Suppose we have an object with mass m = 1 kg, falling from an initial height $y_0$ = 1000 m through air with a density $\rho$ = 1.20 kg/m³. The frontal area area is 0.01 m², the drag coefficient is 0.5 and it is falling due to a constant gravitational force of $F_g$ = -mg. This is a one-dimensional problem.
Question 2- Calculate the value of a for this scenario.
Question 3- Neglecting air drag for now, what is the time $t_1$ needed for the object to fall to y = 0, using the kinematics we learned earlier in this course?
Set up a spreadsheet to calculate the height of the object at a series of regular time intervals $\Delta t$ = 1 s apart. You should have columns for: time (s), height (m), velocity (m/s), drag force (N), net acceleration (m/s²). The net acceleration results from the net force (gravity plus drag force), which changes the velocity. The velocity changes the position.
Note: The "Euler-Cromer" method from the tutorial from this week is not necessary for this scenario.

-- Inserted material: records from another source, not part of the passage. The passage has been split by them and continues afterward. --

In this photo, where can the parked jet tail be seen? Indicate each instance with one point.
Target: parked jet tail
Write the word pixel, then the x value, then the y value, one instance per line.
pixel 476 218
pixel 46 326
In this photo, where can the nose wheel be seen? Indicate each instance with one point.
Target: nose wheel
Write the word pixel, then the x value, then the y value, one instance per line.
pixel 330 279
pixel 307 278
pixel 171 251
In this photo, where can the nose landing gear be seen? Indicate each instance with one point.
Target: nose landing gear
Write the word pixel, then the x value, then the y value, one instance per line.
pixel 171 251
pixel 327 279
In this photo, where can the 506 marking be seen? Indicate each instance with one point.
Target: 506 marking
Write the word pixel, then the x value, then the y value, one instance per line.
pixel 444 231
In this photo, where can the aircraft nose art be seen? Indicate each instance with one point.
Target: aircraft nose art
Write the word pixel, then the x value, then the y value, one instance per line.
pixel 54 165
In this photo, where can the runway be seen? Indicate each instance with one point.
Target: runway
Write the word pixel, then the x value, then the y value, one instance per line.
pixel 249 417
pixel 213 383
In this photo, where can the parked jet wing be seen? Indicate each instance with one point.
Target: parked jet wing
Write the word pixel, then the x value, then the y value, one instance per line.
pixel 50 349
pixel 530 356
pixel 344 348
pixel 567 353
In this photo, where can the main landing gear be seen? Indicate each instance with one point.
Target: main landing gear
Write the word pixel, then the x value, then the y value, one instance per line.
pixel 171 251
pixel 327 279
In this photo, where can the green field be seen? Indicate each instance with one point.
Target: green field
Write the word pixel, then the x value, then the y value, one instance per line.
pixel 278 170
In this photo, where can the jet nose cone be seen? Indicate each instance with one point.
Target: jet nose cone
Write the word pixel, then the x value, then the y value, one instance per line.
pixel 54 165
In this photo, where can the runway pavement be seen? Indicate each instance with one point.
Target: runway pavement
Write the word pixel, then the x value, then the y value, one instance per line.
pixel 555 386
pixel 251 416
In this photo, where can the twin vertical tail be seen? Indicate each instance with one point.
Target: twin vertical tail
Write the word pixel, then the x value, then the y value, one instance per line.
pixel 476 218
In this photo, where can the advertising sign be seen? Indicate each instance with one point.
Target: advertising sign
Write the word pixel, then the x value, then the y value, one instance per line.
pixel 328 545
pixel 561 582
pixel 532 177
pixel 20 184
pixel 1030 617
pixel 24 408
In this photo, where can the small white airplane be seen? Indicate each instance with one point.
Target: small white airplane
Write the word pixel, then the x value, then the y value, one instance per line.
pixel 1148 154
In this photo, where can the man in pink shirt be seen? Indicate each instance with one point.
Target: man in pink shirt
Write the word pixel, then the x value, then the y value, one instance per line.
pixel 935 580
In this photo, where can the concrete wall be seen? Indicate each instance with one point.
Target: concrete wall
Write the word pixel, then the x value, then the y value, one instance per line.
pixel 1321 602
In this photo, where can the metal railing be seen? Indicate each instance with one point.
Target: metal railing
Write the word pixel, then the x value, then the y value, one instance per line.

Drag your formulas down until you include your time $t_1$ from question 3.
Question 4- What are the approximate height and velocity at $t_1$? Use the line with the closest time.
Keep dragging your formulas down until the object hits the ground (y goes from positive to negative).
Question 5- What do you observe about the velocity and acceleration columns near the end?
Make graphs of height vs time and velocity vs time.
Question 6- How do your height & velocity graphs differ from the ones for regular free-fall without air drag?
Question 7- Terminal velocity is the maximum velocity when air drag balances the graviational force for a falling object. You know $F_g$ = -mg and $F_d$ = $av^2$, so calculate v directly and compare it to the value at the bottom of your spreadsheet calculations. How many time steps to you need to calculate so that the velocity is correct to two decimal places?